The US financial regulator has extended laws on initial public offering (IPO) filings that will allow large companies to keep their financial information secret as they prepare stock market listings.
Companies, with less than $1bn (£0.77bn) annual turnover, already enjoy the "confidential filings" rule, made possible in the 2012 JOBS Act and the Securities and Exchange Commission's new chairman plans to extend the privilege to all companies.
Confidential filings mean a company considering an IPO can submit draft paperwork with the SEC under seal, thus allowing it to gauge interest and make adjustments to its pitch before it becomes necessary to disclose financial information.

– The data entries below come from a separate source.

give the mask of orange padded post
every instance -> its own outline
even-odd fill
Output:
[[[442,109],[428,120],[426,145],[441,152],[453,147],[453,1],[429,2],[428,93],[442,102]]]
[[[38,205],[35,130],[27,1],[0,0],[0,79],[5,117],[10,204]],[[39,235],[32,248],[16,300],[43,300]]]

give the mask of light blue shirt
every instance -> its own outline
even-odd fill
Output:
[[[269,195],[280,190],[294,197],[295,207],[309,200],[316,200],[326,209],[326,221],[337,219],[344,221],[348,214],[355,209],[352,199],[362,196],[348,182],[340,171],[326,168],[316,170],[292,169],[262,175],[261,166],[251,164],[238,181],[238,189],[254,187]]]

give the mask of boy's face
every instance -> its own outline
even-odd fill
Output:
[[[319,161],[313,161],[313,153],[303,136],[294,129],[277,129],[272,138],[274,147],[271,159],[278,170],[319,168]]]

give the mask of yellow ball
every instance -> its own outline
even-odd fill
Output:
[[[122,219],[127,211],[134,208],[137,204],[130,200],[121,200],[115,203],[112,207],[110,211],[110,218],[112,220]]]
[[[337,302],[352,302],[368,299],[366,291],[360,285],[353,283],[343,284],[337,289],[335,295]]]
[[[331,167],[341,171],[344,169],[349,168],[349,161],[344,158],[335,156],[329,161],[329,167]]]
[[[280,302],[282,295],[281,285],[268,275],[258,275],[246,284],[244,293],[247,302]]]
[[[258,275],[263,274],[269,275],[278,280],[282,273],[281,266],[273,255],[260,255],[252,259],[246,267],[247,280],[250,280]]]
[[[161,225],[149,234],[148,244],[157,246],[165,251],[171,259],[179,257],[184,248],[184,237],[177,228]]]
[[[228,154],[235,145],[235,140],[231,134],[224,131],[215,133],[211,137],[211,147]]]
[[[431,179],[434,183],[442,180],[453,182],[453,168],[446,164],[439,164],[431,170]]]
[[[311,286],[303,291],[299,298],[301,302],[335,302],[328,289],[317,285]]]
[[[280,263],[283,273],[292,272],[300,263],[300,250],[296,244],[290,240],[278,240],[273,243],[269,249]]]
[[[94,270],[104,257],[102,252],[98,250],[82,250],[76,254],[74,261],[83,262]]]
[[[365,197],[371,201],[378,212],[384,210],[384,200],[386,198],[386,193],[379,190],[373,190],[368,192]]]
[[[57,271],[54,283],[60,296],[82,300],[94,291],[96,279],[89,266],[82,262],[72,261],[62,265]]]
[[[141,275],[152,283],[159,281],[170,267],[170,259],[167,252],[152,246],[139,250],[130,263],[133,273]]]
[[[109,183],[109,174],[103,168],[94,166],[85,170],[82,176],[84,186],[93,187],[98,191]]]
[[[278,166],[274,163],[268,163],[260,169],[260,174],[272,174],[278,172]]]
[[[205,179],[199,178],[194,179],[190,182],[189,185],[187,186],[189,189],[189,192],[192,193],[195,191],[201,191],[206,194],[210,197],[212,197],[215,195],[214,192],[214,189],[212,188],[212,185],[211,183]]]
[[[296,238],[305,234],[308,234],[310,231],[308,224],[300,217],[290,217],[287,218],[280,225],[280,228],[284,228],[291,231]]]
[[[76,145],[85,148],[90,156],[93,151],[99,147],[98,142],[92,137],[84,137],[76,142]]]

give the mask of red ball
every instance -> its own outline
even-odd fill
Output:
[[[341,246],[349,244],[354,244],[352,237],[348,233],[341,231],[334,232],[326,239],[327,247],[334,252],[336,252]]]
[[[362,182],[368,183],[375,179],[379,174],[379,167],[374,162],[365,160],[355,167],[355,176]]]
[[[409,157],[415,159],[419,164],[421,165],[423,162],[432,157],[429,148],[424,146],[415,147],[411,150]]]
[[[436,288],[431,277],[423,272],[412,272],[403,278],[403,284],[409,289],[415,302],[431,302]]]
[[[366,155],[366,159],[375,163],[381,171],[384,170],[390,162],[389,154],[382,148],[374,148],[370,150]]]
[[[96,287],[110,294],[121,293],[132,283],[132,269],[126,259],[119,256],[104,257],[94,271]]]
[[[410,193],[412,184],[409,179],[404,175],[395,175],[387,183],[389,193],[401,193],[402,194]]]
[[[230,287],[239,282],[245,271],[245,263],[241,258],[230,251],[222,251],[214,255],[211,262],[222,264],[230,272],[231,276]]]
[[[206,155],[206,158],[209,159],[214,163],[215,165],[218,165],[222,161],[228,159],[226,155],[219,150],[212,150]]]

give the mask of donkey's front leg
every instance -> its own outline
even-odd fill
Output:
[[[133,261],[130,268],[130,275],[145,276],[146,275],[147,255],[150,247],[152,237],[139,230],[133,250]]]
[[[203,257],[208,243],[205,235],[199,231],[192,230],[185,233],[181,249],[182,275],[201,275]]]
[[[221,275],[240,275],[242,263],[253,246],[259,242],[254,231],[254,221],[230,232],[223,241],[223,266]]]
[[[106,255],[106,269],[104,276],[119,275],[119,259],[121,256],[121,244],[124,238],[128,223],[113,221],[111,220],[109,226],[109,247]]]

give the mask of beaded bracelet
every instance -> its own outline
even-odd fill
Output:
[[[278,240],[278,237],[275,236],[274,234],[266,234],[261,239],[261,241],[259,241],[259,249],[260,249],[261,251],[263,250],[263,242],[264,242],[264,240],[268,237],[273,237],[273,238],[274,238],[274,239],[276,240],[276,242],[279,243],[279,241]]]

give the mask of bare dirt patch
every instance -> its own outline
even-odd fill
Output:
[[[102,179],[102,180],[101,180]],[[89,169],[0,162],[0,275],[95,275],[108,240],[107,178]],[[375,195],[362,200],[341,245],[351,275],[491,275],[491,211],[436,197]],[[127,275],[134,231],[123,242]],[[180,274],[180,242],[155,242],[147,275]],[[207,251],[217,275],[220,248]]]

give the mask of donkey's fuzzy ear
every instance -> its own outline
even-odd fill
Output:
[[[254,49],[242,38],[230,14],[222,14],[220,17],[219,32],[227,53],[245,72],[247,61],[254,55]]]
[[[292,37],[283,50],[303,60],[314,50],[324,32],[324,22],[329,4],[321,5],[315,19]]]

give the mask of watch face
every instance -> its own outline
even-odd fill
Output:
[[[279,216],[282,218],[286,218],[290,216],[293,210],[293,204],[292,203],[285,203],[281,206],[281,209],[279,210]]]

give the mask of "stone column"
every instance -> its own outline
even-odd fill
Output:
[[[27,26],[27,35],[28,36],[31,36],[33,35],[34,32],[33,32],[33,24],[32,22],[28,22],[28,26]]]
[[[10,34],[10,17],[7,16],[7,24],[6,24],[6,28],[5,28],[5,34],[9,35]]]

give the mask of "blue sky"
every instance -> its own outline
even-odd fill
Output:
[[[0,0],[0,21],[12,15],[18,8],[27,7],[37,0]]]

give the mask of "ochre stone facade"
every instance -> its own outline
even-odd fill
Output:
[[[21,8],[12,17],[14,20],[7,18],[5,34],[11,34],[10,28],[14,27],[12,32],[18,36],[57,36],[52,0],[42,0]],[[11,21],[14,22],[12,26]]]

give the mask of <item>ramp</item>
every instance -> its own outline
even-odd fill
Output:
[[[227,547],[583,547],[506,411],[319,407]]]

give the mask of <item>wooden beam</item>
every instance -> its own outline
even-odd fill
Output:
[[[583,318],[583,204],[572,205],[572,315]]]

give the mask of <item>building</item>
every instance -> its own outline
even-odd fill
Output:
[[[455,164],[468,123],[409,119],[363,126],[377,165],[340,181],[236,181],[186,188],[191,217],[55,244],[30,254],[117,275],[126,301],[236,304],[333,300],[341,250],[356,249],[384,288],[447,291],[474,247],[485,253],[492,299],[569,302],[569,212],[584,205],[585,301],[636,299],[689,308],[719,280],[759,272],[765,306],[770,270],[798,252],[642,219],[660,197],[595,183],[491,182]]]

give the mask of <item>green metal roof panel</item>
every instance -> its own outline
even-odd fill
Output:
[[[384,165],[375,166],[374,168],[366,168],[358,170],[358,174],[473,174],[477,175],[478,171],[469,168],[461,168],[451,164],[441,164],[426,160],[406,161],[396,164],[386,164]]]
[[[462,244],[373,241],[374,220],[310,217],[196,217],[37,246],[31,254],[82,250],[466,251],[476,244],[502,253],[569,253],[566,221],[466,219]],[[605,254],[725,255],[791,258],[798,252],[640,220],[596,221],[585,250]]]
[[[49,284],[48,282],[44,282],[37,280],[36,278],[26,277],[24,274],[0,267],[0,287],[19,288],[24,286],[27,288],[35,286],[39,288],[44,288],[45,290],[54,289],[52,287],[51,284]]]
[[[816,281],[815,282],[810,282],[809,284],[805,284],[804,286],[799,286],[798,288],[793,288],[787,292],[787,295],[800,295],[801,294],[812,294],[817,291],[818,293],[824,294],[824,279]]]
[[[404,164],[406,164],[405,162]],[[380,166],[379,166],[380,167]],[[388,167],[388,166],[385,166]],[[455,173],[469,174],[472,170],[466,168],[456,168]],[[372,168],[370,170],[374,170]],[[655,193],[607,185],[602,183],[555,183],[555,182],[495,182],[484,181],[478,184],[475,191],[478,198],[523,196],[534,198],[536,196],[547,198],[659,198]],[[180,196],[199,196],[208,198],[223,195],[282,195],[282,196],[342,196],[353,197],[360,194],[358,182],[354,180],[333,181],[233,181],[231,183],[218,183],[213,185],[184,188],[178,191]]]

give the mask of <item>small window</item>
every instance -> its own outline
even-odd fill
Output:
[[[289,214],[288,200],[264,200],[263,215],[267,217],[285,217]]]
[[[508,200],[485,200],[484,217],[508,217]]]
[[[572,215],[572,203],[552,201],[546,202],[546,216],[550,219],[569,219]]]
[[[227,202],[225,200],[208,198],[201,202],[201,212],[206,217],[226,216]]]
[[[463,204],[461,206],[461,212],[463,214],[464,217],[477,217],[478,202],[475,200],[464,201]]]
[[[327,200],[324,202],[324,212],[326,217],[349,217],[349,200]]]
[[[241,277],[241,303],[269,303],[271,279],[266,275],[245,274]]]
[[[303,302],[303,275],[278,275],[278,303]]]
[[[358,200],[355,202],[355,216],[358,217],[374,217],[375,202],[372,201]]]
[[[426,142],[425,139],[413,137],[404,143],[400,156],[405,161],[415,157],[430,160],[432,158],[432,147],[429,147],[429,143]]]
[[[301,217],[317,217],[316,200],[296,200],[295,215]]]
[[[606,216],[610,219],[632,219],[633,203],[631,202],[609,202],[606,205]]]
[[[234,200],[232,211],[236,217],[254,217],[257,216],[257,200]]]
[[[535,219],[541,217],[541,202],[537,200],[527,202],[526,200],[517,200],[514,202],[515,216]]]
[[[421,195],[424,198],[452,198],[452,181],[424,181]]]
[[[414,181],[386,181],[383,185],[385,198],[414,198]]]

Before the 2012 act, companies would have to submit performance numbers, financing and business strategy plans along with their IPO prospectus as the SEC reviewed their offering.
Since the act's introduction, however, about three out of every four IPOs in the US have used the confidentiality process to their benefit, according to data from Dealogic.
A boost for new listings
Jay Clayton, appointed last month as chairman of the SEC after nomination by President Trump, said the move would provide a boost to the listless IPO market.
He said: "By expanding a popular JOBS Act benefit to all companies, we hope that the next American success story will look to our public markets when they need access to affordable capital."
Market operators in the US and Europe are concerned about the drop in listings in 2016 and into 2017.